Elaguine (1725-1794) était le Grand Maître de la Grande Loge Provinciale de
Russie, célèbre pour son enthousiasme pour la kabbale juive. Diplomate de haut
rang, familier de Catherine la Grande, Elaguine consacra sa vie à la
« quête de la connaissance authentique. » Il se considérait comme un
réformateur de la théologie orthodoxe dont il cherchait à révéler le fondement
métaphysique. À cet effet, il recourait à diverses « clefs » censées
lui donner accès à la Tradition primordiale.
Dans son traité Interprétations
du sens caché de la Genèse dans les Saintes-Écritures qui est une des clefs de
compréhension du Livre de la Vérité et des Erreurs (1780), un manuscrit
resté inédit et conservé aux Archives Maçonniques de Moscou, Elaguine aborde le
sujet d’Ain Sof : il se focalise sur la question : où se trouvait
Dieu avant la Création ? Selon l’Orthodoxie, il s’agit d’un grand mystère,
au-delà de notre compréhension.
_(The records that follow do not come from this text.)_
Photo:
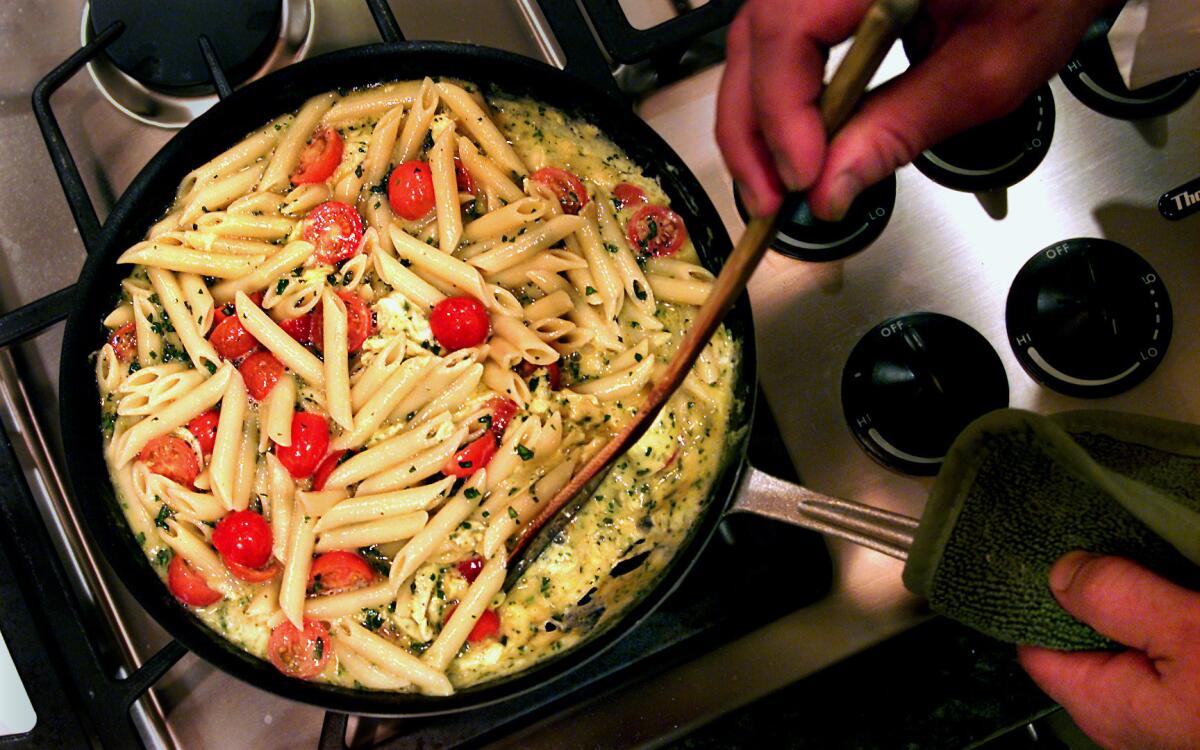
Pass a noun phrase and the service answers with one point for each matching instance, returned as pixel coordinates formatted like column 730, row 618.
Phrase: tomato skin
column 460, row 322
column 232, row 340
column 359, row 323
column 172, row 457
column 310, row 441
column 629, row 195
column 502, row 414
column 243, row 537
column 327, row 467
column 299, row 328
column 471, row 568
column 570, row 191
column 411, row 190
column 261, row 371
column 319, row 157
column 335, row 229
column 299, row 653
column 189, row 586
column 339, row 571
column 472, row 459
column 125, row 342
column 204, row 429
column 655, row 231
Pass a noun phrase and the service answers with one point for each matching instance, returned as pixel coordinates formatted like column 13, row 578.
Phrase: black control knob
column 996, row 154
column 1089, row 317
column 807, row 238
column 913, row 383
column 1092, row 76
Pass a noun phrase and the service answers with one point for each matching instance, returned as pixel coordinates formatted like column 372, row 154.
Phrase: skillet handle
column 870, row 527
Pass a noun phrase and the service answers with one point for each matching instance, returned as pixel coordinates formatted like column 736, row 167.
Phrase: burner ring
column 171, row 112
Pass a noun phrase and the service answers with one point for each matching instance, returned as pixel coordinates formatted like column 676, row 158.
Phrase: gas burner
column 996, row 154
column 805, row 238
column 171, row 91
column 1092, row 76
column 911, row 385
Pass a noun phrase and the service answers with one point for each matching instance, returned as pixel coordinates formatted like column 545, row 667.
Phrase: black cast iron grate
column 43, row 623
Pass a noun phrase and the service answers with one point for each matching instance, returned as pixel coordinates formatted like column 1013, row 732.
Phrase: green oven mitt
column 1019, row 490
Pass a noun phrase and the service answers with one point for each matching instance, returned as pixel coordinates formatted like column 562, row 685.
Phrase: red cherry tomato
column 502, row 413
column 462, row 178
column 299, row 653
column 657, row 231
column 359, row 322
column 319, row 159
column 335, row 229
column 471, row 568
column 339, row 571
column 486, row 627
column 261, row 371
column 204, row 429
column 629, row 195
column 255, row 575
column 310, row 441
column 299, row 328
column 243, row 537
column 327, row 467
column 570, row 191
column 471, row 459
column 189, row 586
column 125, row 342
column 460, row 322
column 411, row 190
column 172, row 457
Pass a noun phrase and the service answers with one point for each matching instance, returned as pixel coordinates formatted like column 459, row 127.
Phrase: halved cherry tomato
column 486, row 627
column 319, row 157
column 460, row 322
column 471, row 459
column 655, row 229
column 204, row 429
column 411, row 190
column 172, row 457
column 335, row 229
column 125, row 342
column 261, row 371
column 310, row 441
column 243, row 537
column 471, row 568
column 189, row 586
column 232, row 340
column 255, row 575
column 553, row 373
column 339, row 571
column 299, row 653
column 359, row 322
column 628, row 195
column 327, row 467
column 462, row 178
column 570, row 191
column 502, row 413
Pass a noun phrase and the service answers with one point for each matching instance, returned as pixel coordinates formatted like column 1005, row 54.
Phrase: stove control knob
column 805, row 238
column 996, row 154
column 913, row 383
column 1089, row 318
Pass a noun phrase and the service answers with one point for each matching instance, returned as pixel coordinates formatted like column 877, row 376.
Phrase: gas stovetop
column 915, row 283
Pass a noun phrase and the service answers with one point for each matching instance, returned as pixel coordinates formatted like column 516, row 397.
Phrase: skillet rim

Pour Origène, Saint-Augustin ou Justin Martyr
et d’autres Pères de l’Église, le chaos préexistait au sein de la face divine,
mais cette tradition était quasi oubliée chez les théologiens russes.
Dans ses Interprétations,
Elaguine désigne Ain-Sof comme « l’abyme de Dieu » et « l’Éternelle
essence » tout en décrivant sa structure interne comme suit :
« Avant la
Création, il n’existait que l’éternelle essence divine ; le Fondement
ultime dont toutes choses proviennent. L’Essence éternelle, source de toutes
choses, existait depuis le commencement et contenait toutes choses : la
perfection de l’être renfermait l’Essence éternelle, avec toutes ses Puissances,
Paroles et Formes. Les pouvoirs de l’Essence éternelle se combinaient et
interagissaient l’une à travers l’autre, elles formulaient et imaginaient des
myriades de milliards de formes et d’images, qui adoptaient couleurs et
apparences et qui apparaissaient et disparaissaient instantanément. »
Elaguine décrit
avec abondance de détails ce processus au sein d’Ain-Sof, avant l’émanation des
Sefirot, ou avant la Création. Selon lui, l’ensemble de ces puissances et
formes constituent au sein d’Ain-Sof une entité : Sophia, la Sagesse
divine, qui « contient les recours, les règles et les lois utiles à la
création de toutes choses, mais aussi toutes les images, formes et motifs de
ces mêmes choses. » Ain-Sof constitue donc la réserve de l’être et des
potentialités et sa structure interne représente le mystère de la Kabbale,
la source de savoir la plus fiable, qui fait le plus autorité sur le monde
divin.
Ain-Sof désigne la
Couronne ou Kether, première hypostase de la Trinité, Dieu le Père :
« Ain-Sof est le Père miséricordieux, appelé ainsi car Il créa tous les
peuples et leur essence éternelle, et Jésus-Christ Lui-même fut créé par Lui. »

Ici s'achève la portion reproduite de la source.